Rationalization

By now I have taught easily a dozen freshman-level college math courses.  In every single one that I have taught I have faced the brainwashing that students have received to rationalize the denominator of a fraction.  (I use the word "brainwashing" here loosely.  Clearly I do not accuse any high school math instructor of actually using brainwashing techniques.)  For those that aren't aware or don't remember, a denominator is irrational when it has a square root (or any other root in it).  For example, 1/√2 has and irrational denominator.  The denominator can be rationalized by multiplying this fraction by 1 in the form of √2/√2, thus making it √2/2.

The first thing that I find extremely ironic about this is that there are some fractions that simply cannot be rationalized.  This occurs when a transcendental number is in the denominator, such as π.  But, that aside, there is no mathematical reason for rationalizing the denominator.  There is no real benefit in doing so.  Surely, there is no harm in it.  It does not damage the number in question, since it is simply another way of writing the same number.  But it is completely useless.  It serves no actual purpose.  The fraction √2/2 is in no way superior to or more useful than 1/√2.
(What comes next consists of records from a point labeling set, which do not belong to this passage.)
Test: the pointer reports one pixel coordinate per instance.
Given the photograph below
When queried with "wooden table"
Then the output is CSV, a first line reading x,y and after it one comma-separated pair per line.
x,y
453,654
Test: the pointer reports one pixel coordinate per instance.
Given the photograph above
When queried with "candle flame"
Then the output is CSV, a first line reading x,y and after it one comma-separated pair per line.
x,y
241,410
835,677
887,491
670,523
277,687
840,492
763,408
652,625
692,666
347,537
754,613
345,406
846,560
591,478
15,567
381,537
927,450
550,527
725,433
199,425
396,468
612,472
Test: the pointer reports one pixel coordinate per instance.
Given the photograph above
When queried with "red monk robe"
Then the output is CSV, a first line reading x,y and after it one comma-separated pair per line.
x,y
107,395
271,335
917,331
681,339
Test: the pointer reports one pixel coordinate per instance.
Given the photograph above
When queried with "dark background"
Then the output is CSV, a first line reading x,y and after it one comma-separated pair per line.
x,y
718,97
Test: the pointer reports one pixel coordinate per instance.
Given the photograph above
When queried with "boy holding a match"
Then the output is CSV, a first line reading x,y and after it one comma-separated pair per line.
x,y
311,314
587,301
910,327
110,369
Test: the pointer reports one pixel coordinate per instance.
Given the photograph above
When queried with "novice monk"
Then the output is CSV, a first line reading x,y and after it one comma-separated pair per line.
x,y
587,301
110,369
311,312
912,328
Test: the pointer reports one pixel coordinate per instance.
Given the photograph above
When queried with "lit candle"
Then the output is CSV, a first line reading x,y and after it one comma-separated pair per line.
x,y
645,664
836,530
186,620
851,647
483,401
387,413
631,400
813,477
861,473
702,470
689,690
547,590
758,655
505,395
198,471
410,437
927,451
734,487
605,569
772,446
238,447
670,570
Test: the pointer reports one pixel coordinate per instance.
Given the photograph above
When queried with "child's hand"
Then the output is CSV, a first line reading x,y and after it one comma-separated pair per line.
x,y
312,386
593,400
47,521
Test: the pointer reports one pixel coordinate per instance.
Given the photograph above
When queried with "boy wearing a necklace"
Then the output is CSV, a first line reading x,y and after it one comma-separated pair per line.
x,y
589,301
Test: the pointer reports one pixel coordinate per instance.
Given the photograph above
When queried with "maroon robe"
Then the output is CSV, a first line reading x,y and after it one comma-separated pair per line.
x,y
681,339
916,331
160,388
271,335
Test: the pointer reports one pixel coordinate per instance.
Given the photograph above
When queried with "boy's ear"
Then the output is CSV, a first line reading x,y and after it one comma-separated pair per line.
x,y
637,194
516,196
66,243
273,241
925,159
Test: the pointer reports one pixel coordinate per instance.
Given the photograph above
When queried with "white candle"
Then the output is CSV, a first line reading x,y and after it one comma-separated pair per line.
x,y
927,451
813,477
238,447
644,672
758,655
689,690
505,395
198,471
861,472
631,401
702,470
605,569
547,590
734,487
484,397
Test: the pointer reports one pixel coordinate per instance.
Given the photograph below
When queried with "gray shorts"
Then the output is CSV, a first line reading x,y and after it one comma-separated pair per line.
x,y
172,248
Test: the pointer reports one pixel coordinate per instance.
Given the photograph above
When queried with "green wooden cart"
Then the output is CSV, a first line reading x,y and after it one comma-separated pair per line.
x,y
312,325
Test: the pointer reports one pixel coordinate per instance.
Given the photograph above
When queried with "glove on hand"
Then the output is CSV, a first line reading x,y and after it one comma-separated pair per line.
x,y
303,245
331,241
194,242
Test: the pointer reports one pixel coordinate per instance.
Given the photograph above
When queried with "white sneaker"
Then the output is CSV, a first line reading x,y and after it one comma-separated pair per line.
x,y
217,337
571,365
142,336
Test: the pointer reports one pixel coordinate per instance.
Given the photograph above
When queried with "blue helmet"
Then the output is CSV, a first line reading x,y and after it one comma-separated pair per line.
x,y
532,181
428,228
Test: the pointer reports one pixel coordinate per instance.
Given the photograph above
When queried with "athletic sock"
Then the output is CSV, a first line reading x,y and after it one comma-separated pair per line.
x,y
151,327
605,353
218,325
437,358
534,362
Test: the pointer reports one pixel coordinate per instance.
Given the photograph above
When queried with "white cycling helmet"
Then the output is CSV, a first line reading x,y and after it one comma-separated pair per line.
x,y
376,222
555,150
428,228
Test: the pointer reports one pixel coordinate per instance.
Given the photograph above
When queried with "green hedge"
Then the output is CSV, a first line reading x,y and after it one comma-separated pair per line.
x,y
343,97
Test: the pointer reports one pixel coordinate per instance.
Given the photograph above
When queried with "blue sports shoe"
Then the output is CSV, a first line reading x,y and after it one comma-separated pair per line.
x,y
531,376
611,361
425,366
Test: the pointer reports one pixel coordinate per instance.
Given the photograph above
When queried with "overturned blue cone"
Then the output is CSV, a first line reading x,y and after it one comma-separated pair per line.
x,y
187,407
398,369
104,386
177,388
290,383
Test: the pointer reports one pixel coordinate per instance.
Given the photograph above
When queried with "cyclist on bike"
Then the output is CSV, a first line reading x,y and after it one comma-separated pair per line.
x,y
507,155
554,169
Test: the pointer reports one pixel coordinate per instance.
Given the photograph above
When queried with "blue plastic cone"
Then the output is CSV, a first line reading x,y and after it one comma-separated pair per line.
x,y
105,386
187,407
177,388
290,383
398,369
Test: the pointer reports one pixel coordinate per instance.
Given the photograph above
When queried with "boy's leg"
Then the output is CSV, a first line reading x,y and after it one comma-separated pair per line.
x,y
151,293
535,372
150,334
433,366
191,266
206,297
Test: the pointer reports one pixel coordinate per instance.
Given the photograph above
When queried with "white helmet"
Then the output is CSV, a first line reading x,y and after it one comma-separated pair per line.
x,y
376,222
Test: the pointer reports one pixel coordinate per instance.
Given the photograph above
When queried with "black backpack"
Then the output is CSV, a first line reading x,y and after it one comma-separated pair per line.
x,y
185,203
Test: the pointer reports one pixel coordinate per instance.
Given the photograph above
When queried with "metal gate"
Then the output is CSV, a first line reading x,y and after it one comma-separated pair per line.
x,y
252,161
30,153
In classes where I teach trigonometry (usually pre-calculus), I make a point to tell the students that this is the case.  I instruct them that there is nothing wrong with having an irrational denominator.  I use fractions that have irrational denominators to get them used to the idea.  And all throughout the semester, my students have problem with this.  The cognitive dissonance is obvious.  They believe that the instruction from their high school teacher(s) to rationalize the denominator is just as important as any other instruction they received in math class.  In the hopes of minimizing this cognitive dissonance, I do tell them that if they prefer, they are welcome to rationalize denominators since it poses no threat to mathematical rigor.

The only reason I can think that this concept has permeated high school mathematics education is that there are methods in calculus for finding particular limits where either the numerator or the denominator are rationalized in order to solve the problem.  But, whatever the reason, the fact remains that this is regularly taught in high school.  In fact, my own algebra and calculus teacher taught me that I should rationalize denominators.  For a time, I actually believed that there was a reason for this.  Then, I went to college and discovered that it's completely meaningless.
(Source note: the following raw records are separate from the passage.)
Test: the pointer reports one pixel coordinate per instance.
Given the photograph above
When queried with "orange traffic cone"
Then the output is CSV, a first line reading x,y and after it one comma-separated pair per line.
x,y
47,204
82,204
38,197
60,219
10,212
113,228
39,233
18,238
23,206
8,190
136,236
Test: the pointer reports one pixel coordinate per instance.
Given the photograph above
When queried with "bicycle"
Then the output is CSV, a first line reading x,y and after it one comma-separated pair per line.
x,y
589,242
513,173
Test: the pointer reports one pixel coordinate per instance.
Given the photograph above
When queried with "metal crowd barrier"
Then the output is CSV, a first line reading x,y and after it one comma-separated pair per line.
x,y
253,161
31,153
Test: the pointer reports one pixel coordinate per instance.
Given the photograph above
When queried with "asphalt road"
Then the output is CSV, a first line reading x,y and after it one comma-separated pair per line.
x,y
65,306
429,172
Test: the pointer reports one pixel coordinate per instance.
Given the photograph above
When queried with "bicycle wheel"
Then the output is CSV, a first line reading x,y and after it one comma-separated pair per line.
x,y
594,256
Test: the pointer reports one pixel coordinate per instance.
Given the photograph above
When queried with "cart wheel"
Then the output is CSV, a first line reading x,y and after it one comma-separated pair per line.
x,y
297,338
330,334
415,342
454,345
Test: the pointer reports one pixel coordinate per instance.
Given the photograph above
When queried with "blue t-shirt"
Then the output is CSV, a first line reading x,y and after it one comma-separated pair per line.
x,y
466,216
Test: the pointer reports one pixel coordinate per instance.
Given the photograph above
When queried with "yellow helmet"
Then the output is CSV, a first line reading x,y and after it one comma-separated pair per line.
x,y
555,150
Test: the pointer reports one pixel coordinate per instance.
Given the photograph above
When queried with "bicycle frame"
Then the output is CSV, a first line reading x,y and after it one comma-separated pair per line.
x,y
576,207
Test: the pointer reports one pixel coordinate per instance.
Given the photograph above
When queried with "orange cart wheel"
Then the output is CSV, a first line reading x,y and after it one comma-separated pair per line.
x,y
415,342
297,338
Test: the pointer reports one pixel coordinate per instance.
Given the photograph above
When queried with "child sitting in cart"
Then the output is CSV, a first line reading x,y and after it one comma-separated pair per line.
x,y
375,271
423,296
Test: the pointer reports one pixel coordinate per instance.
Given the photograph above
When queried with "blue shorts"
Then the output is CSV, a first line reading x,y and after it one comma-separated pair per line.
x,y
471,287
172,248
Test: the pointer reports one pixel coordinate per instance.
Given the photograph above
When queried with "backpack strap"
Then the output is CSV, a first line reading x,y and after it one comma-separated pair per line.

So, if you're reading this post you're probably thinking to yourself "This can't really be about math, so what are you getting at?"  You're right.  This is an analogy.  Just as rationalizing the denominator is harmless and yet completely useless, so too are many religious practices.  And just as I, and most college math instructors, work really hard to undo the brainwashing done by high school math teachers, so too do atheists work hard to undo the brainwashing of religious leaders.

Consider, for example, the religious practice of prayer.  Unless you mean to discuss a really radical religion or really strange prayer practices, this ritual is completely harmless.  Normally it consists of one or more people together with one or all of them speaking or thinking words in their head, expecting that these words will reach a deity who will then perform some action based on the prayer.  In all of my years as a believer, in all of the thousands of prayers that I have participated in, I have yet to see a single one which has any effect other than to comfort people.  Surely, there is no harmful effect of prayer.  However, there isn't any effect at all.  It's merely a waste of time.  Just like rationalizing a denominator, you're welcome to do it, but it's meaningless.

The same principle goes for any religious ritual (okay, maybe human/animal sacrifice or suicide bombing is a different story).  There is no real harm that is done in baptism, communion, or whatever other rituals you engage in.  But there's no benefit either.  There may well be psychological effects, such as comfort for those who pray.  But all of these effects can be granted through other means.  If I am ill, I can be comforted much more by someone caring for me (in a real sense--making soup for me, etc) than for someone praying for me.

In all my years as a believer, I have witnessed several priesthood blessings--which is really just another form of prayer--and I have even given several myself.  And every single one has again had no real benefit other than possibly to comfort the recipient or others involved.  I never saw a person healed.  I never saw a person's recovery quickened.  I heard plenty of stories of such things happening, but never met anyone to whom it had happened.

So, I say to all of you who are religious the same thing I say to my math students.  Go ahead and continue your religious practices.  They don't harm anything at all.  But, they are completely useless and ineffective.  You'd save yourself a lot of time by refraining, and you'd be no worse off, just as you save time by not rationalizing denominators.  You can know that I'm just trying to be friendly and help you out because I'm not trying to force you one way or the other, I'm just telling you like it is.  I'm just trying to save you time, and to help you see the truth.

Yes, you can get comfort from prayer, faith, and priesthood blessings and things like this.  But you can get comfort through other means as well.  You can find comfort in truth.  When I have a headache, I can find comfort in ibuprofen.  When I have a hardship or a trial, I can find comfort in knowing that it will help make me stronger and that other people more experienced and wiser than myself have been through such things and may be able to help me.  I believe that truth is always the best way to face life.  Be honest with yourself and with others.  Learn the truth, accept it, and be freed by it.